Frederik Pohl, an acclaimed science fiction author and editor who had a career spanning over 75 years, has died at the age of 93. According to his official website, where Pohl continued to write through the final weeks of his life, Pohl died of respiratory failure on the afternoon of September 2nd. io9 has published a comprehensive look back at Pohl's life work as a pioneer of the science fiction genre — at a time when the genre was "embracing its pulpiest tendencies," Pohl envisioned a world in which science fiction was seen as a category worth of literary praise.

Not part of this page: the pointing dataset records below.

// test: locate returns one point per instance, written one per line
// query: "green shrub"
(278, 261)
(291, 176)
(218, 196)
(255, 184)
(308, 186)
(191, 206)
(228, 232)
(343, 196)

The Space Merchants, one of Pohl's best-known novels, made good on that promise. It's a futuristic send-up of the advertising world that Pohl cut his teeth in; businesses have replaced governments and consumerism is taken to its extreme — despite the fact that the world Pohl imagined is incredibly short on some basic elements of life, like water. Pohl said it was a book that no one would want to publish, but it helped take his career to the next level and establish him as one of the most influential futurist authors of the century. For more on his influence and career, check out io9's profile as well as the wealth of content on his official blog. It sounds like that blog will continue on, despite Pohl's passing — the site says it has a "thick file" of posts he wanted to share, so we haven't heard the last of Pohl quite yet.
Five of Pohl's stories are available to read online at Project Gutenberg: Pythias, The Hated, The Day of the Boomer Dukes, The Knights of Arthur, The Tunnel Under The World.